U2 - Vertigo Tour 2nd leg: Europe
2005-06-15: City of Manchester Stadium, Manchester - England
( venue website | other U2 shows at this location )
<<< 2005-06-14 - Manchester | 2005-06-18 - London >>>
Review
2005-06-18 - A Sort Of Homecoming submitted by JimMy girlfriend and I drove the 450 mile round trip to and from home, to witness her first U2 gig. There's a 10 year age gap between us, placing my own first experience, at age 18, of Edge's ringing harmonics at the same time as her fidgeting behind a desk in junior school. A frightening thought that 24 years had flown by since one of the opening dates of the "October" tour, at the Locarno club in Portsmouth. 24 years. Could U2 deliver, for her, could they impress, a quarter of a century on? Particularly since this was her first visit to a stadium rock concert, I could empathise with Larry's grimace, at the pressure to succeed. Put bluntly could U2 prove an embarressment, to a women who lived through the height of rave culture? The omens were not so promising. It was merely two years after the Locarno when I refused a friend's offer of a ticket, on the basis that "War" was unlistenable (and still is). In 1993 I stood, bored listless, in Wembley Stadium, suffering the worst sound ever in that venue, whilst irony and artifice crushed the soul out of Bono's voice. True there had been ecstatic soaring highs, Adam's twisting funk on "Wire" in 1984, the gospel of "Angel of Harlem" in the Dominion Tottenham Court Road in 1990. In the end, U2 are a band, four very human beings, and we all make mistakes. So how would it be, on the night?

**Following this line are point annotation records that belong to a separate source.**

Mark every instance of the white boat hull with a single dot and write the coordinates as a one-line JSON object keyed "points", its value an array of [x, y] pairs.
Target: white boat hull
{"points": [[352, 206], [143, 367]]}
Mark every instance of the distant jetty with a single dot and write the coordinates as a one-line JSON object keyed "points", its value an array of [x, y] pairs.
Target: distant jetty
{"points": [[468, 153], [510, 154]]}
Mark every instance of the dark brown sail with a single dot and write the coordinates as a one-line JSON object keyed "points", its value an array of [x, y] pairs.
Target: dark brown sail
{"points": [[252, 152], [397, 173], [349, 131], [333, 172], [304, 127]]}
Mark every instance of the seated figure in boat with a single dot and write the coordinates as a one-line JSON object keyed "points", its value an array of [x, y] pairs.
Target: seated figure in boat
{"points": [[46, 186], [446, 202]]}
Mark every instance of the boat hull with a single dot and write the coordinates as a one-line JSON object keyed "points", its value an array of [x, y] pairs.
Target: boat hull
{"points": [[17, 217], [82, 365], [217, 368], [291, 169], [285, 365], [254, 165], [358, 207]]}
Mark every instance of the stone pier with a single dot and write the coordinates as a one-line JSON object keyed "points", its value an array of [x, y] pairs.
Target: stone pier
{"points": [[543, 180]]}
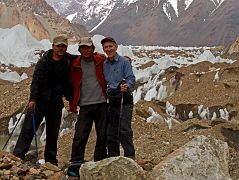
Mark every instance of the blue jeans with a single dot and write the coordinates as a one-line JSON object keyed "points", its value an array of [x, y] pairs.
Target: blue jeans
{"points": [[87, 115], [119, 131]]}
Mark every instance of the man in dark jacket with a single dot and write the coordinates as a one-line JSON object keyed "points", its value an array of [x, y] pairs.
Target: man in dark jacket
{"points": [[49, 84]]}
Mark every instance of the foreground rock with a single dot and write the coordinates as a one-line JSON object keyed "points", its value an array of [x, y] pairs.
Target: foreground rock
{"points": [[12, 167], [201, 158], [112, 168]]}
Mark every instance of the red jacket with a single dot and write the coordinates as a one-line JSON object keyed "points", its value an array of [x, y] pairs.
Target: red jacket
{"points": [[76, 77]]}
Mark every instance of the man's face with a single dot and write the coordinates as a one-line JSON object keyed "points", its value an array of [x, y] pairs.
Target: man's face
{"points": [[86, 51], [59, 50], [110, 49]]}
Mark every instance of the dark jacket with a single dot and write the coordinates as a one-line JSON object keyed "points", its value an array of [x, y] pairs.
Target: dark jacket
{"points": [[76, 76], [49, 82]]}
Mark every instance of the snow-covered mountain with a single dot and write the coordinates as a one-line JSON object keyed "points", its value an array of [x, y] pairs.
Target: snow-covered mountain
{"points": [[39, 18], [164, 22]]}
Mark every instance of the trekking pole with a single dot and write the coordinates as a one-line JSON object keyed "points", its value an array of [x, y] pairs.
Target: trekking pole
{"points": [[18, 120], [35, 134]]}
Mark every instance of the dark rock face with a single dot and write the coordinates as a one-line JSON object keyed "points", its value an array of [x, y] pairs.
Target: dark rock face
{"points": [[39, 18], [202, 23]]}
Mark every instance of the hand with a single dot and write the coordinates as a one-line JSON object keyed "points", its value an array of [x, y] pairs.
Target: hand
{"points": [[31, 104], [124, 87]]}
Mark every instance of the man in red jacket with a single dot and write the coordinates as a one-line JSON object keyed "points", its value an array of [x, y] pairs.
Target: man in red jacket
{"points": [[90, 95]]}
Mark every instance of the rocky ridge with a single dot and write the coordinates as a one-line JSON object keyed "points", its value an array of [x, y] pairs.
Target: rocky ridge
{"points": [[39, 18]]}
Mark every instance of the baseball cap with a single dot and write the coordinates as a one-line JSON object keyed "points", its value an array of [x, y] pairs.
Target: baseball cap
{"points": [[60, 40], [87, 41], [108, 39]]}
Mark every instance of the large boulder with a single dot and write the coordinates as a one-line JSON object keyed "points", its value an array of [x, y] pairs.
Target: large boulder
{"points": [[116, 168], [202, 158]]}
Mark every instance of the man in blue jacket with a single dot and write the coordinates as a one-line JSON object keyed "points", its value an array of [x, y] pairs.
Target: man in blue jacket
{"points": [[120, 83]]}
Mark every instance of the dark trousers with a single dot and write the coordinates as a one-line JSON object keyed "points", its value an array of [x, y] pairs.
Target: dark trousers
{"points": [[52, 112], [87, 115], [119, 131]]}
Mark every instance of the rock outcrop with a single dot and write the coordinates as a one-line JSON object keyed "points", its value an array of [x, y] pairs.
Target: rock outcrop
{"points": [[203, 157], [112, 168], [39, 18]]}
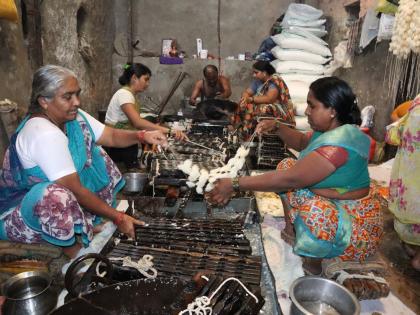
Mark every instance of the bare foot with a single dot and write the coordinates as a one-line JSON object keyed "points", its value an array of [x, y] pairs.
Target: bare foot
{"points": [[71, 251], [411, 250], [415, 262]]}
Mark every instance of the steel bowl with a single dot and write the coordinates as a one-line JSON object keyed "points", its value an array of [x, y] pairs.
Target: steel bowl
{"points": [[29, 293], [135, 182], [315, 296]]}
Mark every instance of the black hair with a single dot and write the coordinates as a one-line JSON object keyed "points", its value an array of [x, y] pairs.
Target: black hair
{"points": [[336, 93], [210, 68], [129, 69], [262, 65]]}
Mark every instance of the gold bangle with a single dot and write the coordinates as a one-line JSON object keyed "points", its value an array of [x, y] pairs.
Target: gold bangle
{"points": [[235, 184]]}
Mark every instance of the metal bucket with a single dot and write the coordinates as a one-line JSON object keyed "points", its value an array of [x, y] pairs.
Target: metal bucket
{"points": [[316, 295], [135, 182]]}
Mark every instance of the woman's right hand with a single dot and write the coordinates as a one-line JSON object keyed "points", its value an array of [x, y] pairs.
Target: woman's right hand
{"points": [[266, 126], [156, 137], [126, 225]]}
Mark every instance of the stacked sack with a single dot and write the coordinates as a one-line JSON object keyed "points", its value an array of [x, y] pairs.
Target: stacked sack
{"points": [[302, 56]]}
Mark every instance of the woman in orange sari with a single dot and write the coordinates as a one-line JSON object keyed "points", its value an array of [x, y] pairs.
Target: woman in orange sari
{"points": [[268, 96]]}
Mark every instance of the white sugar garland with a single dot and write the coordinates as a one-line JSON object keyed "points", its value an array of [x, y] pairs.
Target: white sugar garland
{"points": [[204, 180], [143, 265], [200, 306], [406, 34]]}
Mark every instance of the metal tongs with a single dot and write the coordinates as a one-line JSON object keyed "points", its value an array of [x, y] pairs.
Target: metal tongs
{"points": [[162, 151], [203, 146]]}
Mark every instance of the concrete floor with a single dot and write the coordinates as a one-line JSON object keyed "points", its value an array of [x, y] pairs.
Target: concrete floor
{"points": [[403, 279]]}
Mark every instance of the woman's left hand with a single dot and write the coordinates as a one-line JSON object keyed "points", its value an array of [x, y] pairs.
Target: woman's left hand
{"points": [[156, 137], [222, 192], [179, 135], [127, 225]]}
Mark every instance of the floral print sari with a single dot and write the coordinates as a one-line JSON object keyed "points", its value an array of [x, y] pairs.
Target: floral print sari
{"points": [[404, 186], [33, 209]]}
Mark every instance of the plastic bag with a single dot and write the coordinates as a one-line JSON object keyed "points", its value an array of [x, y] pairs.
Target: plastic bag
{"points": [[394, 131], [386, 24], [387, 7], [8, 10], [370, 28]]}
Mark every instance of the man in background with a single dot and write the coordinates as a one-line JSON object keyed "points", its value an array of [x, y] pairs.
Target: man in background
{"points": [[212, 86]]}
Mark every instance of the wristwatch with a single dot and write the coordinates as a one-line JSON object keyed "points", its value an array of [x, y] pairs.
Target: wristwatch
{"points": [[235, 184]]}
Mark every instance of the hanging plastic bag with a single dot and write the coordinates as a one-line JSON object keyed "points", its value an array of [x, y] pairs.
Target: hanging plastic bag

...the most brilliant concert I have been to in my entire life.
The fusion energy level, as band and audience intersected, exploded from the opening "Hello, Hello", "Sometimes..." almost unbearably sad, "Streets" an incandescent celebration, "I Still Haven't Found" the sweetest surprise, and ending on "Vertigo", driving the new, the 2005, the now, the pop, the radio hit, the seize-the-day, condensing all this into five minutes of escalating celebratory rush. It is one thing to sing "I will sing a new song", another to sing a new song, twice. Rock n' roll, in the extreme.
My girlfriend? She loved it. And I suspect thinks that all gigs must be this good. And why not? As U2 would have it the least they can do is not be crap. In truth, they were a good deal grander than that. As good as 1981? Pop over to ticketmaster, and find why that question is irrelevant. They were still selling tickets yesterday for London, and Cardiff yesterday. Worth driving a few miles for, to witness U2 being as on fire as they are now, in 2005.